19. Urutan Prioritas Penggunaan Dalil (Tartibul Adillah)

Adapun (mengenai) dalil-dalil itu harus didahulukan dalil yang jelas daripada dalil yang masih samar. (mendahulukan) Dalil yang berimplikasi pada keyakinan daripada yang berimplikasi pada dugaan. (mendahulukan) dalil nutq (yakni Alqur’an dan Sunnah) daripada Qiyas. (mendahulukan) qiyas jali daripada qiyas khafi.

وَأما الْأَدِلَّة فَيقدم الْجَلِيّ مِنْهَا على الْخَفي والموجب للْعلم على الْمُوجب للظن والنطق على الْقيَاس وَالْقِيَاس الْجَلِيّ على الْخَفي

 

Selanjutnya, apabila di dalam nutq (Alqur’an dan Sunnah) terdapat dalil yang mengubah hukum pertama (maka yang dipakai adalah dalil nutq). Kecuali apabila tidak ditemukan dalil yang merubah hukum pertama pada nutq maka menggunakan dalil istishab al-hal.

فَإِن وجد فِي النُّطْق مَا يُغير الأَول[1] وَإِلَّا فيستصحب الْحَال

 

20. Syarat menjadi Mufti

Termasuk dari syarat Mufti adalah menguasai (alim) fikih, yakni  menguasai hukum asal, hukum cabang, perbedaan pendapat pada suatu hukum dan madzhab.

وَمن شَرط الْمُفْتِي أَن يكون عَالما بالفقه أصلا وفرعا خلافًا ومذهبا

 

(Begitu juga syarat mufti adalah) ia harus sempurna perangkat dalam ber-ijtihad, mengetahui segala sesuatu yang dibutuhkan untuk menggali hukum yakni ilmu nahwu, ilmu lughah, pengetahuan mengenai para perawi hadits, tafsir ayat-ayat dan hadits-hadits yang berkaitan dengan hukum.

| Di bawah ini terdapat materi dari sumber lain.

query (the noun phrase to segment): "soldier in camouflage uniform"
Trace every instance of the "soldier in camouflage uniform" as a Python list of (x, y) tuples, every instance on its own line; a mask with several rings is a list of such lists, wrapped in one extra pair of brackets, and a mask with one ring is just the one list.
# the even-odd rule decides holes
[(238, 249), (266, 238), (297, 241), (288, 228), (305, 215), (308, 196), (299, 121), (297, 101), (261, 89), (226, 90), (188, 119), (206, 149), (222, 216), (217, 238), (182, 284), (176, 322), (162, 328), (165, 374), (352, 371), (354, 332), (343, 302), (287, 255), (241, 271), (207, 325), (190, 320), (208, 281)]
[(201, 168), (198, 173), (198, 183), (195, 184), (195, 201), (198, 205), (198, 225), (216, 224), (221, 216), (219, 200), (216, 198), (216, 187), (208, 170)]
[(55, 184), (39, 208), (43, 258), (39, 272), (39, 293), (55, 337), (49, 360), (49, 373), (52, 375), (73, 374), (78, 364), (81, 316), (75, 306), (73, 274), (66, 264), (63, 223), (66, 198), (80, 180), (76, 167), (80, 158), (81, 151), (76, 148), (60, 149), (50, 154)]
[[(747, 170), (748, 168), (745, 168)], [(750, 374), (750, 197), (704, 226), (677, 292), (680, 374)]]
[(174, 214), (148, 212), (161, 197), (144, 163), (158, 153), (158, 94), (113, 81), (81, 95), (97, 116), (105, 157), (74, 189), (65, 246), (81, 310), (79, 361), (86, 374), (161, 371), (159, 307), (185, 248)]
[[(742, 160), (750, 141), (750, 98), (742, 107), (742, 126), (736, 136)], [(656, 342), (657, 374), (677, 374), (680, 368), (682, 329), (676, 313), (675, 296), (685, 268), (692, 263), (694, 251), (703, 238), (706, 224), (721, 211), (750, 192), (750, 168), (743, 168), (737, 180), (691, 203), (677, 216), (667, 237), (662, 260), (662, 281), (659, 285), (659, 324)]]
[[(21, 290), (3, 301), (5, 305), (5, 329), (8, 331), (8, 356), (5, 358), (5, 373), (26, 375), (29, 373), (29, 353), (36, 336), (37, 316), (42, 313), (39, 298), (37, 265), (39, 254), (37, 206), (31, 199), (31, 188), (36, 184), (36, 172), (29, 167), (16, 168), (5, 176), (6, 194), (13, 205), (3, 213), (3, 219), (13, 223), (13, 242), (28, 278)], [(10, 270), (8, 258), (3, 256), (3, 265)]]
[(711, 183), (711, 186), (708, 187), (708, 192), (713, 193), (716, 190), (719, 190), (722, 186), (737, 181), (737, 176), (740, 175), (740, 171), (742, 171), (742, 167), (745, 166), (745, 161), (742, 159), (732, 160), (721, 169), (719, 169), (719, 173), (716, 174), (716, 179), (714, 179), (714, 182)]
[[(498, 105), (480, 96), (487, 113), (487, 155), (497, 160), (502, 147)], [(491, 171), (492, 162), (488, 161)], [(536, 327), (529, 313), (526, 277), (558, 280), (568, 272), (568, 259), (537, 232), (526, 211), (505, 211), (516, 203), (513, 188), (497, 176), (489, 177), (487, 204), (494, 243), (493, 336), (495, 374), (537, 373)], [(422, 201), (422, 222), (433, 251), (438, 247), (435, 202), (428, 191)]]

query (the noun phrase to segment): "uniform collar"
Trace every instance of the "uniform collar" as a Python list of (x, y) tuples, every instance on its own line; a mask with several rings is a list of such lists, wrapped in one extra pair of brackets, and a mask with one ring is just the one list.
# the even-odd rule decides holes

وَأَن يكون كَامِل الْأَلة فِي الِاجْتِهَاد عَارِفًا بِمَا يحْتَج إِلَيْهِ فِي استنباط الْأَحْكَام من النحو واللغة ومعرفة الرجال الراوين وَتَفْسِير الْآيَات الْوَارِدَة فِي الْأَحْكَام وَالْأَخْبَار الْوَارِدَة فِيهَا

 

21. Syarat Mustafti (Orang yang Meminta Fatwa) dan Taqliid

Sebagian dari syarat-syarat mustafti (orang yang meminta fatwa) adalah ia termasuk orang yang ahli taqliid (pengikut). Oleh karena itu, ia harus mengikuti fatwa-fatwa dari seorang mufti.

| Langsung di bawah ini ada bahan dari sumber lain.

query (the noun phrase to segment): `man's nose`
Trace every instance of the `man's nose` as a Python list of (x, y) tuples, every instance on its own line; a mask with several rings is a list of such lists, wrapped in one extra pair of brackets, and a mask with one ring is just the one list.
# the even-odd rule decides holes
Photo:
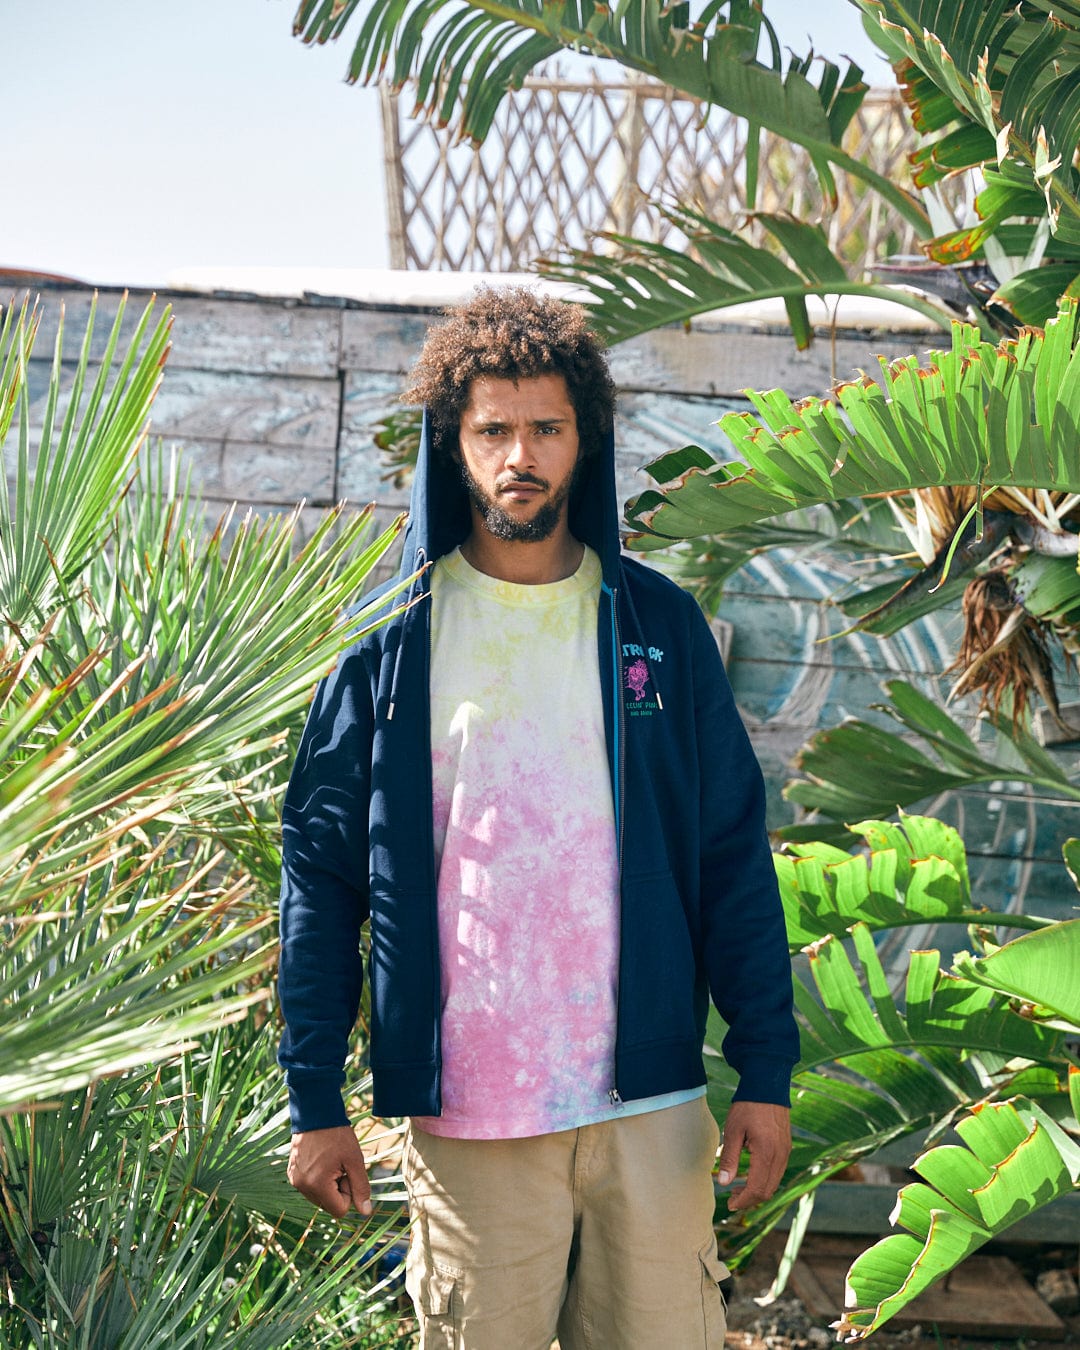
[(527, 468), (532, 464), (532, 449), (525, 432), (515, 432), (506, 448), (506, 463), (512, 469)]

وَمن شُرُوط المستفتي أَن يكون من أهل التَّقْلِيد، فيقلد المفتي في الفتيا

 

Orang alim (mujtahid) tidak boleh taqliid.

وَلَيْسَ للْعَالم أَن يُقَلّد

 

Taqliid adalah menerima pendapat seseorang tanpa disertai dalil (hujjah).

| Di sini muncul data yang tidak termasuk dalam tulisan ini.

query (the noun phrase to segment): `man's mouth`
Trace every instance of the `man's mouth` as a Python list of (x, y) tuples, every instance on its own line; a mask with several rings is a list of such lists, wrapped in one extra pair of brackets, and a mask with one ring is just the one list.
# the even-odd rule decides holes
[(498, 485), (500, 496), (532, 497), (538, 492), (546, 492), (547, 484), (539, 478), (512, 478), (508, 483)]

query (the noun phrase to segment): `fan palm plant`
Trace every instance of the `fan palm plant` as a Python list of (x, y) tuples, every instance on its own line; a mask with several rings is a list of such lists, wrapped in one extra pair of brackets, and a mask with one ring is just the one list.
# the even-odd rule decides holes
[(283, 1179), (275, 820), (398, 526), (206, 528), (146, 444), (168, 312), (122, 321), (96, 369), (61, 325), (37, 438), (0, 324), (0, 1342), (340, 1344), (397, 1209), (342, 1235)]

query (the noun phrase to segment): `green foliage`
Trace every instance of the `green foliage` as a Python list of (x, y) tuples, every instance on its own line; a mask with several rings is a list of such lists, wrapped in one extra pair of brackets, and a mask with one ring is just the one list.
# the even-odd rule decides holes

والتقليد قبُول قَول الْقَائِل بِلَا حجَّة

 

Berdasarkan pengertian ini, menerima perkataan Nabi Shallallahu ‘alaihi wa sallam disebut taqliid.

فعلى هَذَا قبُول قَول النَّبِي صلى الله عَلَيْهِ وَسلم يُسمى تقليدا

 

Sebagian ulama mendefinisikan taqliid sebagai menerima pendapat seseorang, sementara Anda tidak mengetahui darimana perolehan pendapat tersebut.

وَمِنْهُم من قَالَ التَّقْلِيد قبُول قَول الْقَائِل وَأَنت لَا تَدْرِي من أَيْن قَالَه

 

Oleh karena itu, (berdasarkan definisi kedua ini) apabila kita mengatakan; “Sesungguhnya Nabi Shallallahu ‘alaihi wa sallam itu berbicara berdasarkan qiyas”. Maka menerima ucapan tersebut boleh dikatakan sebagai taqliid.

فَإِن قُلْنَا إِن النَّبِي صلى الله عَلَيْهِ وَسلم كَانَ يَقُول بِالْقِيَاسِ فَيجوز أَن يُسمى قبُول قَوْله تقليدا

 

22. Ijtihad dan Mujtahid

Adapaun ijtihad adalah mengerahkan segenap kemampuan untuk sampai ke tujuannya.

واما الاجتهاد فهو بذل الوسع في بلوغ الغرض.

 

Kemudian, seorang mujtahid apabila ia sempurna perangkat ijtihad-nya, lalu melakukan ijtihad pada hukum-hukum cabang, kemudian ia benar (dalam ijtihad-nya) maka ia mendapatkan dua pahala.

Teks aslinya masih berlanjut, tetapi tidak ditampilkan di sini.